10 best practices of hadoop Administrators

Last Update:2018-12-05 Source: Internet

Author: User

Developer on Alibaba Coud: Build your first app with APIs, SDKs, and tutorials on the Alibaba Cloud. Read more ＞

Document directory

Motivation
Motivation

Preface

I have been in contact with hadoop for two years and encountered many problems, including classic namenode and jobtracker memory overflow faults, HDFS storage of small files, and task scheduling problems, there are also mapreduce performance problems. some of these problems are hadoop's own defects (short board), while others are improper.

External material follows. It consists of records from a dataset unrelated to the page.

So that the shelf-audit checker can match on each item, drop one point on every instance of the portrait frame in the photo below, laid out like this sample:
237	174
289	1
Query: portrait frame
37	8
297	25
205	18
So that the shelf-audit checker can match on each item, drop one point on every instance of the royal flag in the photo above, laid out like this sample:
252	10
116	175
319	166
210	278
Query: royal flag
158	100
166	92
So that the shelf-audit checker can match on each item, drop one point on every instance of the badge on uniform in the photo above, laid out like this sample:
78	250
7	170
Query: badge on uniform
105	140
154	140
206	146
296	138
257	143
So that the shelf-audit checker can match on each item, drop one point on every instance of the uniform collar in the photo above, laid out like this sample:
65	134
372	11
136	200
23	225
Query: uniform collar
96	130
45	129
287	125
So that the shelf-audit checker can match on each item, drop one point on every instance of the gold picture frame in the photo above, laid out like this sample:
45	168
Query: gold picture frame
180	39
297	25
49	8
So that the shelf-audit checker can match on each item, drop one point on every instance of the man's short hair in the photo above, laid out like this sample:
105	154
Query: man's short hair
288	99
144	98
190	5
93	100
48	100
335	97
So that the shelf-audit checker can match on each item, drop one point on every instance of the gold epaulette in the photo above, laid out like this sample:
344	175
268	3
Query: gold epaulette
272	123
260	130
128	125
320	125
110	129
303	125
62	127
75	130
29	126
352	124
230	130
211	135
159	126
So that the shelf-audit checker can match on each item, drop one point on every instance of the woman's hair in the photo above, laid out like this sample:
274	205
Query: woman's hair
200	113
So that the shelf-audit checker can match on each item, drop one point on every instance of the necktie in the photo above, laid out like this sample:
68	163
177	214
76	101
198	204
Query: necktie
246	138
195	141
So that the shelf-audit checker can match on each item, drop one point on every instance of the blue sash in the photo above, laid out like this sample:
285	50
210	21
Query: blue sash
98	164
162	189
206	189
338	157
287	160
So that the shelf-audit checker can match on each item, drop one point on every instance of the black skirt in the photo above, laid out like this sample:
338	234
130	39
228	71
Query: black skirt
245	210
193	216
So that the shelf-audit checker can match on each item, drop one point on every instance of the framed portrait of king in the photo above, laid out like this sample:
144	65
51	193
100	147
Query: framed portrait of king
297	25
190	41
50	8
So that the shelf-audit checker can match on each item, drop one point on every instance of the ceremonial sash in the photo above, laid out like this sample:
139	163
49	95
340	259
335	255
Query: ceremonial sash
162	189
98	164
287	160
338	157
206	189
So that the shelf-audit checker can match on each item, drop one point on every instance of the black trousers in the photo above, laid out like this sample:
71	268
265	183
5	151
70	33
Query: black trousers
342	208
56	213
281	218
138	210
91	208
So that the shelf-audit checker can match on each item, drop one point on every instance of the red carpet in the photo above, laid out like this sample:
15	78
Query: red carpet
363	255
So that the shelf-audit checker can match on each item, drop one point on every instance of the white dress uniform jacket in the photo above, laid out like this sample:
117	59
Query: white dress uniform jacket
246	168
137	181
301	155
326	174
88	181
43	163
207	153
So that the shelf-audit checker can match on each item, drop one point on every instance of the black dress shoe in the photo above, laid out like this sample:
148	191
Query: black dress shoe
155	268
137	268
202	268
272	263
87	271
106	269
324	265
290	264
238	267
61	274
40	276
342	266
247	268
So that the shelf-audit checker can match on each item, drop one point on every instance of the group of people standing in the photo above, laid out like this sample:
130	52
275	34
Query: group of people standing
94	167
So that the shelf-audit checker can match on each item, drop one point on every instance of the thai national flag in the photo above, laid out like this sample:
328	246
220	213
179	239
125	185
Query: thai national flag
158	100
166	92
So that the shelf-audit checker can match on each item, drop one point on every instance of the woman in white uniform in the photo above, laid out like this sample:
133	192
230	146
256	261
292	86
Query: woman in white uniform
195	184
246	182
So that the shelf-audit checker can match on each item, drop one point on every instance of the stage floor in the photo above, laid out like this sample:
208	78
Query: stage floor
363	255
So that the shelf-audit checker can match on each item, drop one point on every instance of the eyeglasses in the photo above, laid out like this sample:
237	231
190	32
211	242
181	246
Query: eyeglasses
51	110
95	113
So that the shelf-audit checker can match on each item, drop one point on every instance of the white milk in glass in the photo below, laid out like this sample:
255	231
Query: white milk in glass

In the process of solving the problem, you sometimes need to turn to the source code, and sometimes ask colleagues and netizens for advice. If you encounter a complicated problem, you will send a mail list to hadoop users all over the world, this includes hadoop committer (hadoop developers) for help. After receiving help from many people, I will write down my problems and experiences. I hope this article will be helpful to the novice hadoop users who are overwhelmed and will not take the author's detour.

PS. This article is based on cloudera CDH 3u4 (same as Apache hadoop 1.0. The recommended configuration is an official recommendation value or an empirical value from the author. It is not absolute and may vary with different application scenarios and hardware environments.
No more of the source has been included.